Fourth Sunday after Easter
Dearly beloved: Every best gift, and every perfect gift, is from above, coming down from the Father of lights, with whom there is no change, nor shadow of alteration. (St James 1:17)
In the name of the Father and of the Son and of the Holy Ghost. Amen.
With these words of the Apostle St James, and with Our Lord’s words to His Apostles in today’s Gospel, Holy Mother Church is already preparing us for the reception of the great Gift, who is the Holy Spirit. In the Gospel of Last Sunday, as you will recall, Our Lord foreshadows His coming Ascension; today, He foreshadows the sending of the Holy Spirit to the Apostles at Pentecost, and also to us, to be our Comforter and Advocate. Like last Sunday, there is a note of sadness in Our Lord’s announcement, sorrow has filled the hearts of the Apostles; Christ Jesus, their beloved Master and friend will go away from them, but He reassures them that is it good for them that He return to the Father. If He does not go, the Spirit will not come, He and the Father will not send Him, until such a time as their Risen Lord has taken His rightful place in Heaven.
St Augustine points out that this strength and comfort will be necessary for the disciples (that is, both the Apostles during the years in which our salvation was wrought, but also to us in the year 2024), because, in the beginning of the work of redemption, Christ “Himself was with His disciples, [and] His visible Presence was then their sufficient comfort”. But after His Ascension, what will be the Church’s comfort, the Church’s strength? What Christ’s physical presence was to His disciples on earth, the Holy Spirit is to us in the here and now; we are not alone, as, provided we be in the state of sanctifying grace, He dwells within our very souls, closer and nearer to us than any physical being ever could be. And isn’t this in itself a wonderful comfort; this perfect Gift, which “com[es] down from the Father of lights”, by His very presence within us, fulfils the Father and the Son’s mandate to be the Comforter of our souls, to strengthen us in the struggle for virtue, and to give witness to our faith in an increasingly Godless world.
Yet, the Holy Spirit is also come to teach us; “when he, the Spirit of Truth is come, he will teach you all truth”. He will instruct us, through His inspirations and grace, in the heavenly knowledge and wisdom we need for our sanctification and our salvation. But He will also teach us the truth about ourselves, by enlightening our consciences, by ‘convicting us of sin’, to know our state as sinful creatures, in complete dependence on the grace of God, and to know our specific sins, so that we may repent of them, and bring them before the tribunal of God’s mercy and justice in the Sacrament of Penance. Our Lord says that He has much to say to us, but that we cannot bear it; it is the Holy Spirit who will illumine us and give us the strength to bear this reality. If we ask Him, He will teach us the truth of our failings, and move our hearts to repentance. However, He will also teach us the truth about who He wills us to be, the saints He wills us to become should we but ask for, and live according to, His grace. Let us resolve on this Sunday to never let a day pass without asking for the light of the Holy Spirit to know our sins, to humbly confess them when we are able to, and, by the help of His grace, to sin no more.

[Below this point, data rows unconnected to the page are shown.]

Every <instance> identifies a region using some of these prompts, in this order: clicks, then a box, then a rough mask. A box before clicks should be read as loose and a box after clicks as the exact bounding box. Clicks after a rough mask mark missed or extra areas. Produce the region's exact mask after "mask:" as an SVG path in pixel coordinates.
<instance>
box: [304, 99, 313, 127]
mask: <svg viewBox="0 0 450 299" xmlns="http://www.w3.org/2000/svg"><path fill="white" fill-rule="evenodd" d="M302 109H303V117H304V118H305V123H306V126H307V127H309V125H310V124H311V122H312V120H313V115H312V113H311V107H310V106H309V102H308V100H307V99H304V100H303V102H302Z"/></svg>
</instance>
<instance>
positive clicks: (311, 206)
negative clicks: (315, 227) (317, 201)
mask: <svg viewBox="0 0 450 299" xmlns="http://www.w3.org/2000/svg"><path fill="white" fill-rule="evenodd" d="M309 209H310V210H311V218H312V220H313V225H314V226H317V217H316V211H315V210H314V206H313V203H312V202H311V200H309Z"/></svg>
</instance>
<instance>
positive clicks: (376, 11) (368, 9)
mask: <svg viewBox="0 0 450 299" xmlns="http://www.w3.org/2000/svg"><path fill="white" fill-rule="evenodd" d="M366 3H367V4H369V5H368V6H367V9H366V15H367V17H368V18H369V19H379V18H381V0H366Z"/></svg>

The action of the Holy Spirit in our lives also gives us great hope, and helps us to be oriented to our true end, eternal happiness with God in Heaven. This week, the holy liturgy places before us the following sublime oration, summarising, as it were, this role of the Holy Spirit, and His role in guiding and preserving the unity of the Church:
O God, who dost makes the minds of the faithful to be of one will: grant unto thy people to love what Thou commandest and to desire what Thou dost promise; so that, amid the manifold changes of this world, our hearts may be fixed where true joys are to be found.

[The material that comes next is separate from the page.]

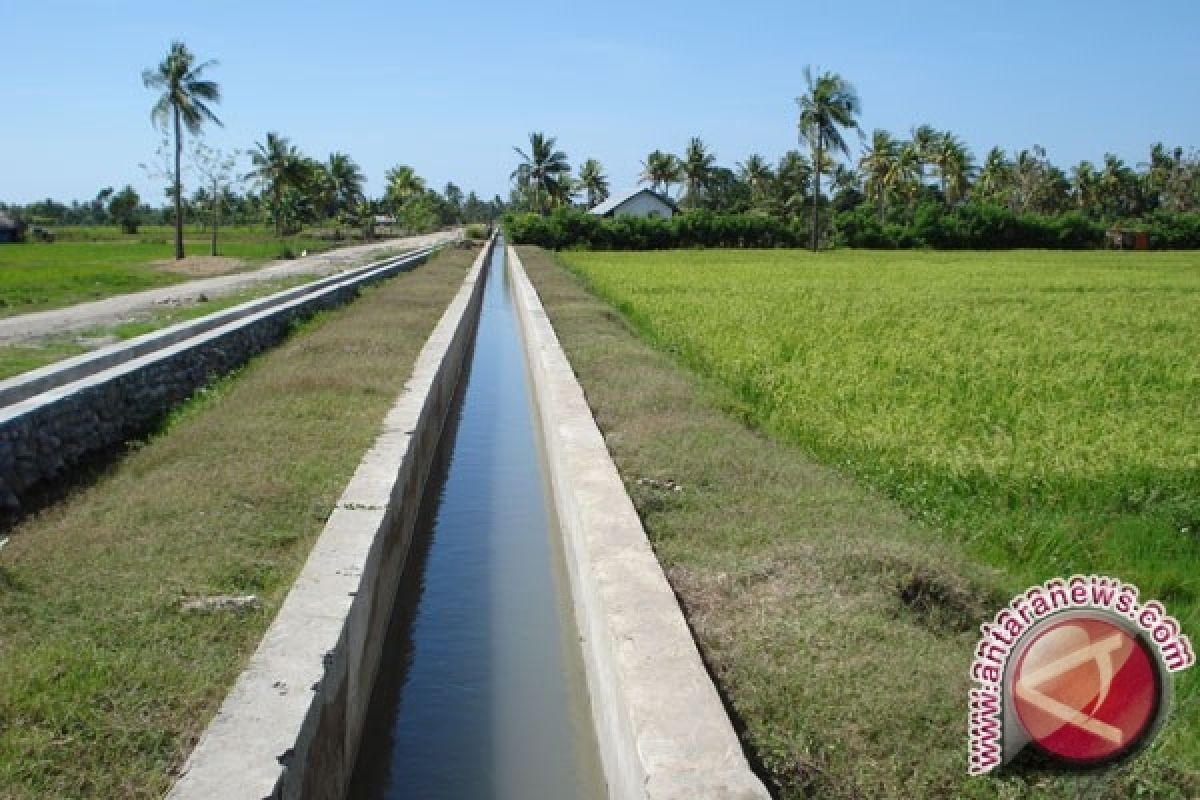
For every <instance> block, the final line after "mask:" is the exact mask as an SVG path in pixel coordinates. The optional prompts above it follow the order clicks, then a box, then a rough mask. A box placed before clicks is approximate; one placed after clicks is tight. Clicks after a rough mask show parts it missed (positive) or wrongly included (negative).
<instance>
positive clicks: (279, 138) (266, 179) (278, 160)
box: [250, 131, 301, 236]
mask: <svg viewBox="0 0 1200 800" xmlns="http://www.w3.org/2000/svg"><path fill="white" fill-rule="evenodd" d="M250 162H251V164H253V167H254V169H253V170H252V172H251V176H252V178H254V179H256V180H257V182H258V185H259V186H260V187H262V188H263V191H264V192H266V193H268V194H269V196H270V197H271V217H272V218H274V219H275V235H276V236H282V235H283V216H284V215H283V213H282V210H283V193H284V191H286V190H287V188H288V187H290V186H293V185H294V184H295V182H296V180H298V178H299V173H300V169H301V163H300V162H301V157H300V152H299V151H298V150H296V149H295V148H294V146H293V145H292V143H290V142H288V139H287V137H283V136H280V134H278V133H275V132H274V131H270V132H268V134H266V142H265V143H263V142H256V143H254V150H252V151H251V154H250Z"/></svg>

The Holy Spirit, through His unifying influence, grants us to be of one faith and of one will in pursuing the glory of God and our salvation; this is a pure gift of God, for, because of our fallen nature, we are inclined to disunity, to separation, fragmentation and opposition. The gift of the Holy Spirit is that we are brought together in peace, in love and in the common will of serving God and of making Him loved throughout the world. To do this, we must love His holy law, to love, truly love with our hearts, and not just our minds, His sweet yoke which we gladly bear, to follow His holy commandments, and to desire with the same heart, and with holy longing, the heavenly fatherland.
All the sufferings of this life cannot be compared with the true joy which awaits us in Heaven; in the here and now, we must manfully bear our cross with Jesus, through the tempestuous times that we are living in, fixing our hearts in that one place where there is no change, no suffering, no tears, in Heaven, with the Blessed Trinity, “with whom there is no change, nor shadow of alteration”. Let us give our hearts to Our Immaculate Queen and Mother, who enjoys already, body and soul, the true joys of heaven, that, safe in her hands, we may dwell already in anticipation where the Good Lord desires us all to be.